Dorymyrmex bureni, also known as Buren's pyramid ant, is a species of ant in the genus Dorymyrmex. Described by Trager in 1988, the species is endemic to the United States. Pyramid ants are medium-sized ants, ranging from 2–4 mm. They are light orange in color and fast moving. Unlike other ant species in the area like the red imported fire ant (Solenopsis invicta), this species is relatively harmless to humans and unable to sting. The workers have a foul smelling coconut odor when crushed. Dorymyrmex bureni hunt living insects, even other winged ants. They also search for sap-sucking insects from which they collect honeydew. On the head of these ants are curved hairs, used for transporting beads of damp sand. Colonies are small. Nests usually have a single entrance with a mound of sand shaped like a crater. Dorymyrmex bureni prefer sandy soil. This species of ant is not an indoor pest, and the use of pesticides to control them is not necessary. They are found throughout the southeastern United States.

==Distribution==
This species is almost entirely restricted to the Atlantic Coastal Plain, with populations extending to just outside the coastal plain in Alabama and Georgia.
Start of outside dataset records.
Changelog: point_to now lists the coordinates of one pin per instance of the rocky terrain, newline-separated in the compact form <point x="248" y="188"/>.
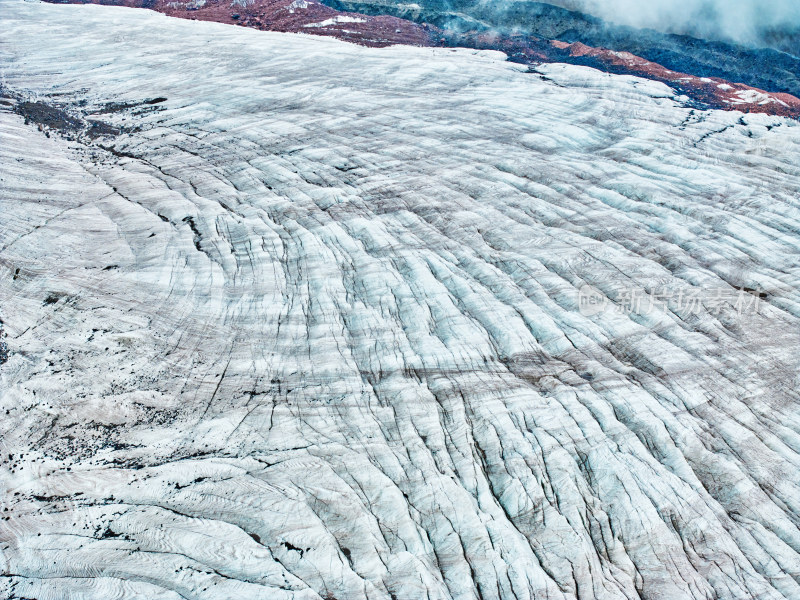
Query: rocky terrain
<point x="290" y="317"/>
<point x="502" y="32"/>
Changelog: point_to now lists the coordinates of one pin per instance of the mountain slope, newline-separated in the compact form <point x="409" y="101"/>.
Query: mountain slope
<point x="294" y="318"/>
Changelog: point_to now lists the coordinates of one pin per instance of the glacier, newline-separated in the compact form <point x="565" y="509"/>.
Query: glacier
<point x="289" y="317"/>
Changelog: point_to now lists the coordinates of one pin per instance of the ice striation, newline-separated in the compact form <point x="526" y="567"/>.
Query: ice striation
<point x="293" y="318"/>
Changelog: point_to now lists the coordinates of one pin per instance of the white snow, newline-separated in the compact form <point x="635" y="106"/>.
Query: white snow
<point x="336" y="20"/>
<point x="297" y="4"/>
<point x="310" y="328"/>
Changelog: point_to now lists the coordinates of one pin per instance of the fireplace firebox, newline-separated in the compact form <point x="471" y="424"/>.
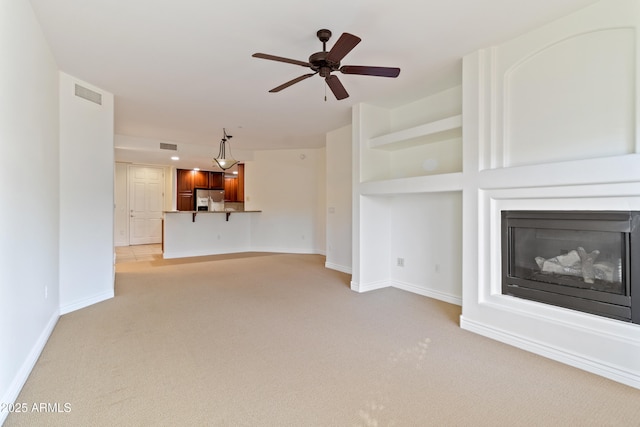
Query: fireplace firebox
<point x="582" y="260"/>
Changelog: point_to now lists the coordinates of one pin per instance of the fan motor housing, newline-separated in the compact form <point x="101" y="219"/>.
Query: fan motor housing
<point x="319" y="63"/>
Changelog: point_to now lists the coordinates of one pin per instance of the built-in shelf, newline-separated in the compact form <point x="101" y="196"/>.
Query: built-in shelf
<point x="414" y="185"/>
<point x="440" y="130"/>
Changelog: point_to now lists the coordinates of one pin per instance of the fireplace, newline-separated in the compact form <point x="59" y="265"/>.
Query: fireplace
<point x="580" y="260"/>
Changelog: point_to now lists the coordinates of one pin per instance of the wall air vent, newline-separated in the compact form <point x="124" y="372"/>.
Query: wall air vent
<point x="165" y="146"/>
<point x="88" y="94"/>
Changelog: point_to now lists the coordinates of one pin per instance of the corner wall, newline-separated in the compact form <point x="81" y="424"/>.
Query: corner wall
<point x="288" y="186"/>
<point x="339" y="214"/>
<point x="29" y="172"/>
<point x="87" y="261"/>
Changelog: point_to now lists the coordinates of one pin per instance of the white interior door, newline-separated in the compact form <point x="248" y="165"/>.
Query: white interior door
<point x="146" y="200"/>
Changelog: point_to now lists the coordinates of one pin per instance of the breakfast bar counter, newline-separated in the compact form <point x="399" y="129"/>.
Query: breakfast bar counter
<point x="199" y="233"/>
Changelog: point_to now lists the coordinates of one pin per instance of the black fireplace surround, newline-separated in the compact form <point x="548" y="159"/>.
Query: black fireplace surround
<point x="582" y="260"/>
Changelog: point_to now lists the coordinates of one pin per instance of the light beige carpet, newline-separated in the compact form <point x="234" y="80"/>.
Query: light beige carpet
<point x="279" y="340"/>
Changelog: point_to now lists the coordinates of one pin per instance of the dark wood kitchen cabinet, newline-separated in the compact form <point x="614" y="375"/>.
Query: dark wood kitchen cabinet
<point x="184" y="196"/>
<point x="216" y="180"/>
<point x="188" y="180"/>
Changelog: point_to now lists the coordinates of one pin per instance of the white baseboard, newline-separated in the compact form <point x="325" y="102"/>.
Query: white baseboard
<point x="360" y="287"/>
<point x="431" y="293"/>
<point x="13" y="391"/>
<point x="78" y="304"/>
<point x="569" y="358"/>
<point x="338" y="267"/>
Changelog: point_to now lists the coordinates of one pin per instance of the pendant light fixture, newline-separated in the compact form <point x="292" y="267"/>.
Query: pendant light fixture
<point x="224" y="160"/>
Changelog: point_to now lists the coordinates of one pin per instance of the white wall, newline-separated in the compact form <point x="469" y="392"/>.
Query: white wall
<point x="86" y="197"/>
<point x="550" y="123"/>
<point x="29" y="215"/>
<point x="338" y="240"/>
<point x="121" y="200"/>
<point x="288" y="186"/>
<point x="428" y="237"/>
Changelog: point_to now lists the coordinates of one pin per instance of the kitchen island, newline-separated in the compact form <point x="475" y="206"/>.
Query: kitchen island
<point x="199" y="233"/>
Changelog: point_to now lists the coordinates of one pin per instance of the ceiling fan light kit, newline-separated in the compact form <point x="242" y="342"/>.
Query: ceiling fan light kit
<point x="324" y="63"/>
<point x="222" y="160"/>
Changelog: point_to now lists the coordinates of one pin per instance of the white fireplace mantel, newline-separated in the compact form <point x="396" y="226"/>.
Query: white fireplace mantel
<point x="534" y="139"/>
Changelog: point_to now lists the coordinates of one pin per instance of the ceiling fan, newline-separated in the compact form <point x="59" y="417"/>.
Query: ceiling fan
<point x="324" y="63"/>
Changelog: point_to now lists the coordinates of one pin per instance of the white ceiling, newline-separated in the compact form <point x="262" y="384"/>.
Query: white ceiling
<point x="181" y="70"/>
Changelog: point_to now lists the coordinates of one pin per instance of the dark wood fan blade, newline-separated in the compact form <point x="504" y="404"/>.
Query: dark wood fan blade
<point x="281" y="59"/>
<point x="291" y="82"/>
<point x="336" y="87"/>
<point x="370" y="71"/>
<point x="344" y="45"/>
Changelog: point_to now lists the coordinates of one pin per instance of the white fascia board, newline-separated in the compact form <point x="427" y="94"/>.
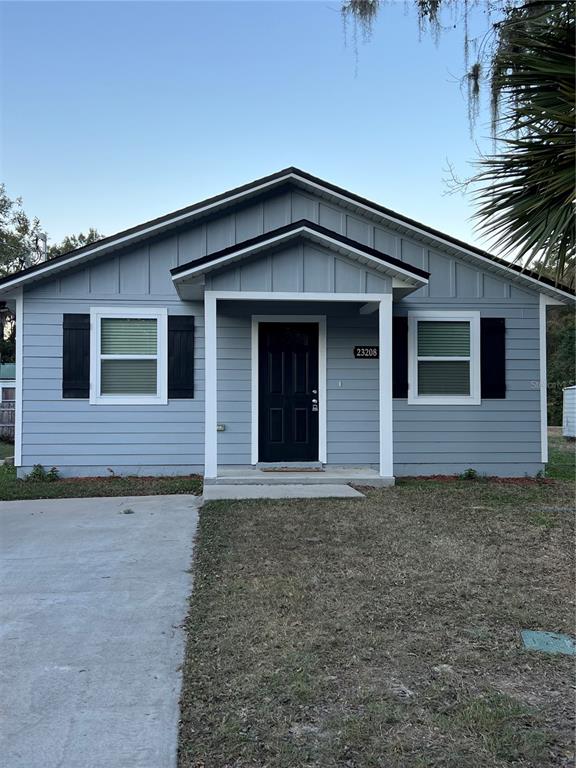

The latitudinal range is continuous from the Florida Keys along the American east coast to coastal New Jersey. There are disagreements in literature as to the westernmost extend of D. bureni populations, with some sources claiming Mississippi and others claiming eastern Texas. Modern verifiable records seem to stop around the Mississippi River. The disagreement on the westernmost extent of its range is likely due to the presence of the similar species Dorymyrmex flavus having a distribution that either borders or overlaps directly to the west of the range of D. bureni.

Dorymyrmex bureni is also introduced to the manmade island of Ocean Cay in the Bahamas.